Bees aren't interested in single flowers. Instead they look for massive plantings of similar flowers. (They work smarter, not harder!)
Dandelions are excellent sources for pollen, which is why I'm not eager to kill off the yellow flowers. These golden gems are loaded with protein (pollen) that bees need to feed babies (brood) and create royal jelly for the queen. The hind legs have pollen baskets that compress and carry the pollen back to the hive.
Once the growing season is underway, a kaleidoscope of flowers (especially blue, violet and white) attract bees and native plants.
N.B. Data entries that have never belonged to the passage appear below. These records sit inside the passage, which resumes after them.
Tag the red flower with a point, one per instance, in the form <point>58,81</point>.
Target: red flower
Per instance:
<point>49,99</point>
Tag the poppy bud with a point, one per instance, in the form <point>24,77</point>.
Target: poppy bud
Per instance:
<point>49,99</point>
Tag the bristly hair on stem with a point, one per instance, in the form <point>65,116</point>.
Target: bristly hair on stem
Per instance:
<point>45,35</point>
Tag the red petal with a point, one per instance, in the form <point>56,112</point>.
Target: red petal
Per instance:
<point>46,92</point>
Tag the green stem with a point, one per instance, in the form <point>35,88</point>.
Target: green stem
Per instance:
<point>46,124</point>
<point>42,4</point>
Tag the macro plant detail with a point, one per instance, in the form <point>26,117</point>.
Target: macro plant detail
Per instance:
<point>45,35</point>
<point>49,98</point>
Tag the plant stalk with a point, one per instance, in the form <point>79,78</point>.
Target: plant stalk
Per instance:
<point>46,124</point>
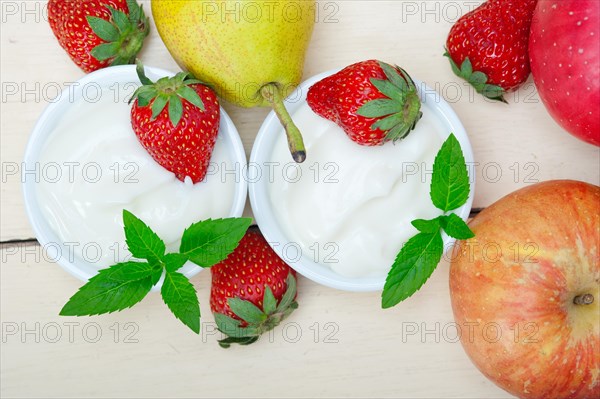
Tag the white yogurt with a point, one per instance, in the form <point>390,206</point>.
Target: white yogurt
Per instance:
<point>103,169</point>
<point>348,206</point>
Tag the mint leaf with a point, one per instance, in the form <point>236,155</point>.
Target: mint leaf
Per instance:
<point>174,262</point>
<point>116,288</point>
<point>455,227</point>
<point>450,181</point>
<point>142,242</point>
<point>427,226</point>
<point>180,296</point>
<point>414,264</point>
<point>209,242</point>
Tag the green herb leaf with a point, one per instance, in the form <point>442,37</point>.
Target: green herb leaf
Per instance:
<point>269,301</point>
<point>103,29</point>
<point>180,296</point>
<point>209,242</point>
<point>174,262</point>
<point>427,226</point>
<point>105,51</point>
<point>450,181</point>
<point>416,261</point>
<point>143,243</point>
<point>116,288</point>
<point>246,311</point>
<point>455,227</point>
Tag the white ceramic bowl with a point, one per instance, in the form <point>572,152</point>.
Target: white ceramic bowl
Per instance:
<point>261,203</point>
<point>126,79</point>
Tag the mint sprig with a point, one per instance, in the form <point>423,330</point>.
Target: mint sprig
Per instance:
<point>421,254</point>
<point>122,285</point>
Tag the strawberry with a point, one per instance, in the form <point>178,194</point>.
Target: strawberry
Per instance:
<point>488,46</point>
<point>372,101</point>
<point>98,33</point>
<point>252,290</point>
<point>177,121</point>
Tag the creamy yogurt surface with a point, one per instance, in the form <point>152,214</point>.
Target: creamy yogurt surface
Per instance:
<point>348,206</point>
<point>103,169</point>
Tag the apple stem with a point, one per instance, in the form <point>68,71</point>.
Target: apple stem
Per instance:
<point>584,299</point>
<point>272,94</point>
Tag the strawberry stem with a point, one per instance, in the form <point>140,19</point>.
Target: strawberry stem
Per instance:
<point>272,94</point>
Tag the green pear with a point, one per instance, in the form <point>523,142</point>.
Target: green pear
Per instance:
<point>250,51</point>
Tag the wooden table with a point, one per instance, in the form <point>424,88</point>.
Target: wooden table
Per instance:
<point>337,343</point>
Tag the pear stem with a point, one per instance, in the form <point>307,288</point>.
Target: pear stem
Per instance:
<point>584,299</point>
<point>271,93</point>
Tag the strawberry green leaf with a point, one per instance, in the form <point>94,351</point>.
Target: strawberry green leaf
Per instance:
<point>175,109</point>
<point>158,105</point>
<point>269,301</point>
<point>180,296</point>
<point>232,328</point>
<point>119,18</point>
<point>387,88</point>
<point>141,240</point>
<point>209,242</point>
<point>450,180</point>
<point>455,227</point>
<point>466,69</point>
<point>415,263</point>
<point>190,95</point>
<point>226,342</point>
<point>477,79</point>
<point>174,262</point>
<point>290,293</point>
<point>145,94</point>
<point>103,29</point>
<point>246,311</point>
<point>105,51</point>
<point>139,69</point>
<point>379,107</point>
<point>398,132</point>
<point>427,226</point>
<point>116,288</point>
<point>388,122</point>
<point>134,10</point>
<point>393,76</point>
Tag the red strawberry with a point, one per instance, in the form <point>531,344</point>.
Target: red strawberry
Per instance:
<point>490,45</point>
<point>99,33</point>
<point>372,101</point>
<point>177,121</point>
<point>252,290</point>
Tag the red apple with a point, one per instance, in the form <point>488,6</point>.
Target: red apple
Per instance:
<point>564,52</point>
<point>526,291</point>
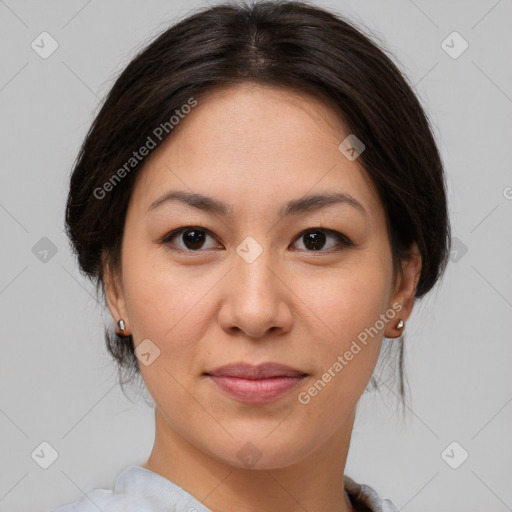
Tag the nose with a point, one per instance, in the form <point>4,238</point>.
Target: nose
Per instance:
<point>256,298</point>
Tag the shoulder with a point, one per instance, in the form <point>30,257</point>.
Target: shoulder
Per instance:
<point>106,501</point>
<point>136,489</point>
<point>365,498</point>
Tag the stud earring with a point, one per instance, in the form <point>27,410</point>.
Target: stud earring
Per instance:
<point>122,328</point>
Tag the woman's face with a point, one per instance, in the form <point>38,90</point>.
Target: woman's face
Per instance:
<point>248,285</point>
They provide more pollen and nectar than most hybrid flowers.
- Purple coneflower (Echinacea)
- Goldenrod (Solidago)
- Lupine (Lupinus)
- Joe Pye weed (Eupatorium)
- Black-eyed Susan (Rudbeckia)
Don't forget annuals:
- Blooming chives
Keeping bees healthy starts with housing. If you don't have a hive, don't worry. Most bees are ground nesters - they find suitable pieces of paradise in sunny spots. If you notice them, leave them be. Also many find homes in holes, cracks and crevices in trees - they won't harm the trees.
One other thing: Bees and other beneficial insects are extremely sensitive to toxic chemicals used in the garden. When in doubt, leave them out.